The year 1973 created many problems for the imperialists [2013]
Suite of 12 | Archival Print on paper 7 in x 9 in | 2013
Of the many magazine stories from that period that brought Dhaka readers into global circuits of awareness, perhaps no other could have expressed more misplaced optimism than the one with this headline:
“The year 1973 created many problems for Imperialists.”
Then came 9/11. September 11th, 1973. The Presidential Palace in Chile is bombed by its own Air Force. A defiant Salvador Allende refuses to surrender. The last press photograph shows Allende, democratically elected President, wearing a helmet and carrying a sub-machine gun that Castro had given him as a gift.

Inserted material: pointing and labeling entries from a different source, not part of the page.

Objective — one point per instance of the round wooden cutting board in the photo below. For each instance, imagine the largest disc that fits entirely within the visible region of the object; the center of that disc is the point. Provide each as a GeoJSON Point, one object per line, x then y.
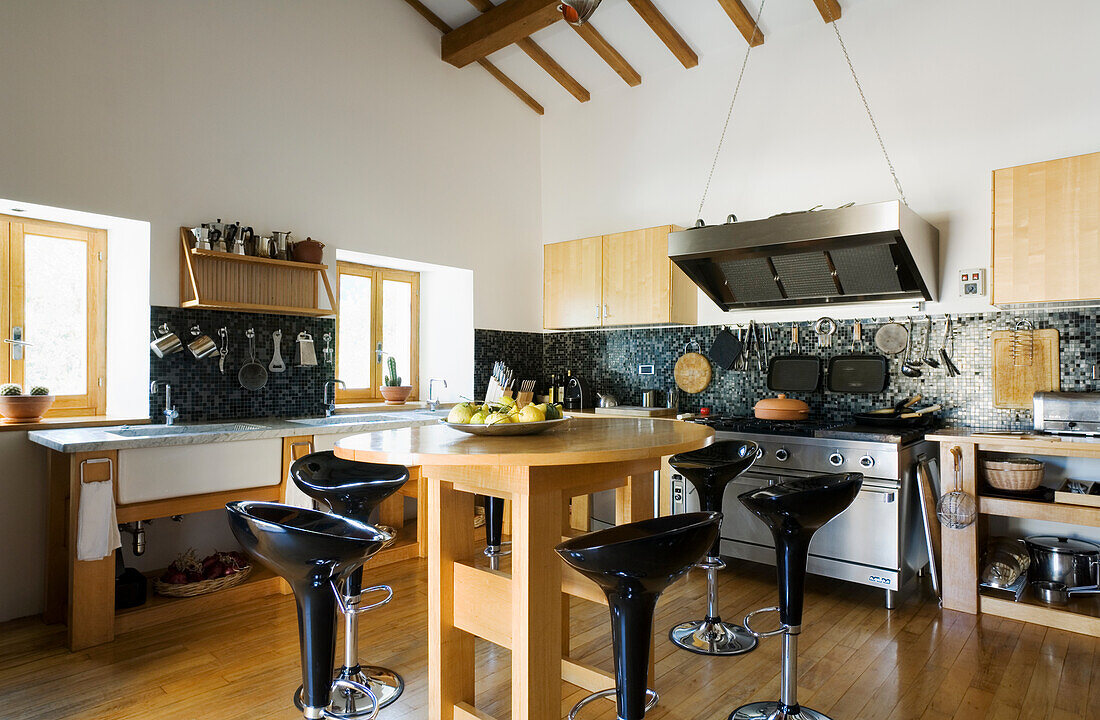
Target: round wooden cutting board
{"type": "Point", "coordinates": [693, 373]}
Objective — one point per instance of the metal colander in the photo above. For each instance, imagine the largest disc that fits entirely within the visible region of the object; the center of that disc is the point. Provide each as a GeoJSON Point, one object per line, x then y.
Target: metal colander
{"type": "Point", "coordinates": [957, 509]}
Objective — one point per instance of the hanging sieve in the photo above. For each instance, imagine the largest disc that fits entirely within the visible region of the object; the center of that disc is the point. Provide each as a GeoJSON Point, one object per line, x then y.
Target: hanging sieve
{"type": "Point", "coordinates": [957, 509]}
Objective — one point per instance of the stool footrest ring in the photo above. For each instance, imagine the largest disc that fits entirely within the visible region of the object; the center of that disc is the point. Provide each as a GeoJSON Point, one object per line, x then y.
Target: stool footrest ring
{"type": "Point", "coordinates": [348, 608]}
{"type": "Point", "coordinates": [655, 698]}
{"type": "Point", "coordinates": [782, 629]}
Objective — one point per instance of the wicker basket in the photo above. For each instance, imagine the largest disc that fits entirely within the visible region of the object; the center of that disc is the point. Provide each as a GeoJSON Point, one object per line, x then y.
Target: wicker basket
{"type": "Point", "coordinates": [202, 587]}
{"type": "Point", "coordinates": [1014, 474]}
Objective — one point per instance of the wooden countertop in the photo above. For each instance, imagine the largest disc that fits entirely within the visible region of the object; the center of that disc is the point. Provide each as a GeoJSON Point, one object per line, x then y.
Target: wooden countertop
{"type": "Point", "coordinates": [1022, 442]}
{"type": "Point", "coordinates": [595, 440]}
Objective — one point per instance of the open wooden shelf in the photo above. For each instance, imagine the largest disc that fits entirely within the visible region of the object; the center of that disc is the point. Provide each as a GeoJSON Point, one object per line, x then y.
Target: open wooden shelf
{"type": "Point", "coordinates": [1073, 514]}
{"type": "Point", "coordinates": [158, 608]}
{"type": "Point", "coordinates": [1081, 615]}
{"type": "Point", "coordinates": [213, 280]}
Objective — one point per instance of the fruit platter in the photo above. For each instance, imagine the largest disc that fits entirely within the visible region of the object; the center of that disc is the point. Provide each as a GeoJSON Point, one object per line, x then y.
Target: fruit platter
{"type": "Point", "coordinates": [189, 576]}
{"type": "Point", "coordinates": [504, 418]}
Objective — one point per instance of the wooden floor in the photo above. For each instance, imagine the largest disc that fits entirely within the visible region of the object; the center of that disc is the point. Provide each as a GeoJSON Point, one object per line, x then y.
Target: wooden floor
{"type": "Point", "coordinates": [858, 661]}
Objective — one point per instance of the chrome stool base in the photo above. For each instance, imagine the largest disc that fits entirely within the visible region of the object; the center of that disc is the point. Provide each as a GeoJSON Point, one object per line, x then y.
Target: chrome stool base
{"type": "Point", "coordinates": [385, 686]}
{"type": "Point", "coordinates": [772, 710]}
{"type": "Point", "coordinates": [713, 638]}
{"type": "Point", "coordinates": [347, 695]}
{"type": "Point", "coordinates": [655, 698]}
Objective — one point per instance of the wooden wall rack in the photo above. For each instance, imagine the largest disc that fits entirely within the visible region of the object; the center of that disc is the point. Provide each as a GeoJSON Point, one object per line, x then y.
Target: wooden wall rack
{"type": "Point", "coordinates": [226, 281]}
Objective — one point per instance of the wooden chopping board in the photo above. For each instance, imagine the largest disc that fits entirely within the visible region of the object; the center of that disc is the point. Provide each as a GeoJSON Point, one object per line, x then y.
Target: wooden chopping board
{"type": "Point", "coordinates": [1016, 380]}
{"type": "Point", "coordinates": [693, 373]}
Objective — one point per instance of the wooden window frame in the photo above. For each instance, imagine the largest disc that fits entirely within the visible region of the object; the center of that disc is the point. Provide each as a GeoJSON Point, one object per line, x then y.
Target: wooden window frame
{"type": "Point", "coordinates": [378, 275]}
{"type": "Point", "coordinates": [12, 232]}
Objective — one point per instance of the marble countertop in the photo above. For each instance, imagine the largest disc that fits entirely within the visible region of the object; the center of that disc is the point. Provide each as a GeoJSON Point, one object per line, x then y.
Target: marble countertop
{"type": "Point", "coordinates": [81, 440]}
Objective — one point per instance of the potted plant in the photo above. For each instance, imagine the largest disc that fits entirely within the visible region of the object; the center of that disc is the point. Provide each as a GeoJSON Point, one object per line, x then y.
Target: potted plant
{"type": "Point", "coordinates": [392, 389]}
{"type": "Point", "coordinates": [17, 407]}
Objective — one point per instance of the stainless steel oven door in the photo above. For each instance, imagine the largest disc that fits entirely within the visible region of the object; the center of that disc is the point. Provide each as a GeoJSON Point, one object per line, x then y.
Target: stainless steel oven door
{"type": "Point", "coordinates": [867, 533]}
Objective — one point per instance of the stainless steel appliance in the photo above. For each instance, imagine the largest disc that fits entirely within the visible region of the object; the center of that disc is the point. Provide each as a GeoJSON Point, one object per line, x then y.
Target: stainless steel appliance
{"type": "Point", "coordinates": [1067, 413]}
{"type": "Point", "coordinates": [854, 254]}
{"type": "Point", "coordinates": [875, 542]}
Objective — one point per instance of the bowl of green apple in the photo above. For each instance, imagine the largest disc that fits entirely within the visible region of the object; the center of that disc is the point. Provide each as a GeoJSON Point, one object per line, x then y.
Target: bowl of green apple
{"type": "Point", "coordinates": [503, 418]}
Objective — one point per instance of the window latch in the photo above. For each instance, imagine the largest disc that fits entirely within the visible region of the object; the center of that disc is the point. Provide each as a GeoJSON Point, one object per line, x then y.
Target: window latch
{"type": "Point", "coordinates": [17, 343]}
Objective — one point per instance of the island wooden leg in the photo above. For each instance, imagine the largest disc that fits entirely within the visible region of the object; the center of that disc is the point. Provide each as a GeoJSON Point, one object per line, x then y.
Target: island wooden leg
{"type": "Point", "coordinates": [536, 607]}
{"type": "Point", "coordinates": [450, 650]}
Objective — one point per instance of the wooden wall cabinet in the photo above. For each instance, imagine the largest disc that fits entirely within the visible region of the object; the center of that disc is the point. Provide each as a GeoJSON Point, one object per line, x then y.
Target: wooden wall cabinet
{"type": "Point", "coordinates": [619, 279]}
{"type": "Point", "coordinates": [1046, 232]}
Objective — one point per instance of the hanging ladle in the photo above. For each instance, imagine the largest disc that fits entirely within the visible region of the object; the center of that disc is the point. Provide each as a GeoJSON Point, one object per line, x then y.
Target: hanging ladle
{"type": "Point", "coordinates": [928, 360]}
{"type": "Point", "coordinates": [910, 368]}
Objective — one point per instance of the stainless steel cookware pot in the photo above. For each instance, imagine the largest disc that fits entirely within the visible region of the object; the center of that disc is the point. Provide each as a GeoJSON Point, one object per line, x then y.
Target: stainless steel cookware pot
{"type": "Point", "coordinates": [1075, 563]}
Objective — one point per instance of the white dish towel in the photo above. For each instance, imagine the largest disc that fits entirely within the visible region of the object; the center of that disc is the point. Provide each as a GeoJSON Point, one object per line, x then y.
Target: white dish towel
{"type": "Point", "coordinates": [98, 530]}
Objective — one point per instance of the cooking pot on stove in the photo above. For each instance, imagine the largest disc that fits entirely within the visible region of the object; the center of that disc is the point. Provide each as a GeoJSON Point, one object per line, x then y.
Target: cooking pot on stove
{"type": "Point", "coordinates": [1075, 563]}
{"type": "Point", "coordinates": [781, 408]}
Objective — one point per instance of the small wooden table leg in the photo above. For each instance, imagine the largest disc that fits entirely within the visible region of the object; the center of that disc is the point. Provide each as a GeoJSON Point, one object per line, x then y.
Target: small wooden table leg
{"type": "Point", "coordinates": [536, 605]}
{"type": "Point", "coordinates": [450, 650]}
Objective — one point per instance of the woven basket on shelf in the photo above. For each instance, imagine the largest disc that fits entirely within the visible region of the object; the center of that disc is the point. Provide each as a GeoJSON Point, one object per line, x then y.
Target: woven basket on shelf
{"type": "Point", "coordinates": [1014, 474]}
{"type": "Point", "coordinates": [202, 587]}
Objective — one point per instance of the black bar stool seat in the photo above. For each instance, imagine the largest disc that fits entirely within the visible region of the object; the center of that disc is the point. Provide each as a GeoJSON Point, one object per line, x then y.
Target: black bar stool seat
{"type": "Point", "coordinates": [633, 564]}
{"type": "Point", "coordinates": [793, 511]}
{"type": "Point", "coordinates": [312, 552]}
{"type": "Point", "coordinates": [710, 469]}
{"type": "Point", "coordinates": [353, 490]}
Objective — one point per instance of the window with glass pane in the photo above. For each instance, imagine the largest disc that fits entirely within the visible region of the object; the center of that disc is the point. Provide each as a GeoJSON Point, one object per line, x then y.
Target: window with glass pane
{"type": "Point", "coordinates": [378, 309]}
{"type": "Point", "coordinates": [55, 276]}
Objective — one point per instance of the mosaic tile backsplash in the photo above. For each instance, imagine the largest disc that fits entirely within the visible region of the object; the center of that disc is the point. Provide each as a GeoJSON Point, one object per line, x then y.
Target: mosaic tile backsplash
{"type": "Point", "coordinates": [201, 392]}
{"type": "Point", "coordinates": [609, 361]}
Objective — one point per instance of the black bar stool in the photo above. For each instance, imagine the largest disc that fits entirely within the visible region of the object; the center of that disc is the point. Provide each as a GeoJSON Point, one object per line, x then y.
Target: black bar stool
{"type": "Point", "coordinates": [633, 564]}
{"type": "Point", "coordinates": [312, 551]}
{"type": "Point", "coordinates": [353, 490]}
{"type": "Point", "coordinates": [710, 471]}
{"type": "Point", "coordinates": [793, 511]}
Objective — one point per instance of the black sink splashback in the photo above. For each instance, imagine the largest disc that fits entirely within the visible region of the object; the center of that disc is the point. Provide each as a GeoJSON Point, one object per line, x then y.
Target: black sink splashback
{"type": "Point", "coordinates": [201, 392]}
{"type": "Point", "coordinates": [609, 360]}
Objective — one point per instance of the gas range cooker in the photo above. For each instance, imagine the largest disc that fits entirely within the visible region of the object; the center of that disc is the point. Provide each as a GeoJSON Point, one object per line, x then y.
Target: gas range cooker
{"type": "Point", "coordinates": [821, 429]}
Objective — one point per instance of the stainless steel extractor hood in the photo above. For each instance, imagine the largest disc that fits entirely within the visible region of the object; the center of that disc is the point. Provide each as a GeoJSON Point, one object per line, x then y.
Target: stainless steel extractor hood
{"type": "Point", "coordinates": [869, 253]}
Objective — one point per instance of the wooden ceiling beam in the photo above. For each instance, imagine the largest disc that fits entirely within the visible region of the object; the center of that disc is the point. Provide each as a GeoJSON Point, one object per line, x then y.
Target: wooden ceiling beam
{"type": "Point", "coordinates": [542, 59]}
{"type": "Point", "coordinates": [664, 30]}
{"type": "Point", "coordinates": [604, 50]}
{"type": "Point", "coordinates": [744, 21]}
{"type": "Point", "coordinates": [438, 23]}
{"type": "Point", "coordinates": [505, 24]}
{"type": "Point", "coordinates": [829, 10]}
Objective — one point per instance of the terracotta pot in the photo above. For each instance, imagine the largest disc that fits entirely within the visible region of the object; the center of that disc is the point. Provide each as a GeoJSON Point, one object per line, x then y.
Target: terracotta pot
{"type": "Point", "coordinates": [24, 408]}
{"type": "Point", "coordinates": [308, 251]}
{"type": "Point", "coordinates": [396, 395]}
{"type": "Point", "coordinates": [781, 408]}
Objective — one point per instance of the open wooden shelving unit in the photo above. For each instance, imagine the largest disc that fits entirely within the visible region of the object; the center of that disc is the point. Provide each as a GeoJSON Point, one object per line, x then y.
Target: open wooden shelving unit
{"type": "Point", "coordinates": [215, 280]}
{"type": "Point", "coordinates": [961, 549]}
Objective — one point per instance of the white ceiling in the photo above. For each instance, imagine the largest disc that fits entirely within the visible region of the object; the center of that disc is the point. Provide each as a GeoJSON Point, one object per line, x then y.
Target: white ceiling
{"type": "Point", "coordinates": [703, 23]}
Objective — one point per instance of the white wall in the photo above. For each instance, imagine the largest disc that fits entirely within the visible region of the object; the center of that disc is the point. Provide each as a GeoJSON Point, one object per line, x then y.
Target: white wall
{"type": "Point", "coordinates": [958, 90]}
{"type": "Point", "coordinates": [332, 118]}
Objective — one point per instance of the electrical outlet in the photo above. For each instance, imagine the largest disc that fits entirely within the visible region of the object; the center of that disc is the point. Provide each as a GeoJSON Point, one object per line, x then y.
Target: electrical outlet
{"type": "Point", "coordinates": [972, 283]}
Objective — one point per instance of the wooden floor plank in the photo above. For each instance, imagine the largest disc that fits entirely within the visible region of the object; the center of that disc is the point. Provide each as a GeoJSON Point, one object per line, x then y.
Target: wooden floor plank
{"type": "Point", "coordinates": [857, 660]}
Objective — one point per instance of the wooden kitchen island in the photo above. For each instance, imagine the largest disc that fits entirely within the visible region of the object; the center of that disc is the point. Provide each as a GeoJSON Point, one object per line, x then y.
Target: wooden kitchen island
{"type": "Point", "coordinates": [524, 610]}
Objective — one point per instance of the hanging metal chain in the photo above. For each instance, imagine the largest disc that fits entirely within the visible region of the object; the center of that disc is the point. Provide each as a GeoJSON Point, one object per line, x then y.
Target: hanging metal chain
{"type": "Point", "coordinates": [729, 112]}
{"type": "Point", "coordinates": [867, 107]}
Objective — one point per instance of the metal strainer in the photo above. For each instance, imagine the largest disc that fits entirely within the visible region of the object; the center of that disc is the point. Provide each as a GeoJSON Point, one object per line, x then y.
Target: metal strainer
{"type": "Point", "coordinates": [957, 509]}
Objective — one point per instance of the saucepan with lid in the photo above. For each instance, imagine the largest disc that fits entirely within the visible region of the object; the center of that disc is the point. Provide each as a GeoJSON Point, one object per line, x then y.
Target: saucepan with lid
{"type": "Point", "coordinates": [1074, 563]}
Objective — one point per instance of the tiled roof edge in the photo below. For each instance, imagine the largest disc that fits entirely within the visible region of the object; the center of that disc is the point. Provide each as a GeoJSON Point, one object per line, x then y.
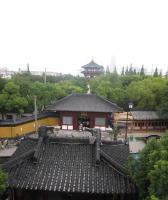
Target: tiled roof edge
{"type": "Point", "coordinates": [113, 163]}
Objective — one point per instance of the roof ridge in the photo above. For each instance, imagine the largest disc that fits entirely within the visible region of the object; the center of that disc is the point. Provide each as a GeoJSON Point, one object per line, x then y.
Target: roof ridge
{"type": "Point", "coordinates": [115, 164]}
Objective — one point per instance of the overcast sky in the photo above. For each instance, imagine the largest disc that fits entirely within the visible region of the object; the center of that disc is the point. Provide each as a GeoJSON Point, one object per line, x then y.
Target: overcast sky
{"type": "Point", "coordinates": [63, 35]}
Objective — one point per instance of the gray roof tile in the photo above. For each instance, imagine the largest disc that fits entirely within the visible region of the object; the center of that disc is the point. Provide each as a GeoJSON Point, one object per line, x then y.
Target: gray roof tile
{"type": "Point", "coordinates": [71, 167]}
{"type": "Point", "coordinates": [84, 103]}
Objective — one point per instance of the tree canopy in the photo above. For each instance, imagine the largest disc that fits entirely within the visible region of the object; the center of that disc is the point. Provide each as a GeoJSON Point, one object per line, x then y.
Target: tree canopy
{"type": "Point", "coordinates": [150, 171]}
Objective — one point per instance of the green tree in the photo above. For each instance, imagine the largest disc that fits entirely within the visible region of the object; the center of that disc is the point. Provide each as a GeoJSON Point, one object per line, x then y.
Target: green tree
{"type": "Point", "coordinates": [142, 71]}
{"type": "Point", "coordinates": [150, 171]}
{"type": "Point", "coordinates": [156, 73]}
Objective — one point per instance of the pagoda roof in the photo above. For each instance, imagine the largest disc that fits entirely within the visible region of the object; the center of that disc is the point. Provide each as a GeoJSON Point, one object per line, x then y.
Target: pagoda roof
{"type": "Point", "coordinates": [84, 103]}
{"type": "Point", "coordinates": [92, 64]}
{"type": "Point", "coordinates": [69, 165]}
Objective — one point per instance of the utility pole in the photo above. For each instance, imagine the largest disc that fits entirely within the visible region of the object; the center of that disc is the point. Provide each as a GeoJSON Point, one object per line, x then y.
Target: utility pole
{"type": "Point", "coordinates": [35, 113]}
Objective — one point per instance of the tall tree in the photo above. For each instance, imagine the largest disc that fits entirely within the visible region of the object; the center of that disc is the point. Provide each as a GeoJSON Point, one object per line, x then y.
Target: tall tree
{"type": "Point", "coordinates": [142, 71]}
{"type": "Point", "coordinates": [150, 171]}
{"type": "Point", "coordinates": [122, 72]}
{"type": "Point", "coordinates": [107, 70]}
{"type": "Point", "coordinates": [156, 73]}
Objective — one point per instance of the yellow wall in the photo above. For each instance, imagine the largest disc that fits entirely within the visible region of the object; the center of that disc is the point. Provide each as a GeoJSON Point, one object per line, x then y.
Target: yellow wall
{"type": "Point", "coordinates": [13, 131]}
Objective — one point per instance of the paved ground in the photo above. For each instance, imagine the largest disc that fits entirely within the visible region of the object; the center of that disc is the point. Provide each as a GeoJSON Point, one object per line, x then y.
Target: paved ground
{"type": "Point", "coordinates": [7, 152]}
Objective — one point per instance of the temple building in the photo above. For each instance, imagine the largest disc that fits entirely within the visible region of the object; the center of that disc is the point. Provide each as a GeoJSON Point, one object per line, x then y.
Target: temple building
{"type": "Point", "coordinates": [90, 110]}
{"type": "Point", "coordinates": [48, 168]}
{"type": "Point", "coordinates": [92, 69]}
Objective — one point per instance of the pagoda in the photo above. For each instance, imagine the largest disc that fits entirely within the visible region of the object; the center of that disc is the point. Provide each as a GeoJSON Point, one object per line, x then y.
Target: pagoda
{"type": "Point", "coordinates": [92, 69]}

His dead body is later found inside the palace. Marquez wrote of the brutal ritual of a group of officers firing on his body together after his death. Finally a non-commissioned officer smashed his face in with his rifle butt.
Perhaps in that moment, the Dhaka editor thought US Imperialism had reached an apex of arrogance before the fall. Surely Allende’s dead body, like Che before him, would haunt the global military industrial complex forever? This final indignity would wake the global working class and set in motion a final push for world revolution.
The reality turned out cruelly different. The next six years were a tremendous consolidation of Imperial power, as one after another Latin American, African, and Asian country saw democratic governments removed and replaced by a parade of military juntas.
They would make the trains run on time. So we were told.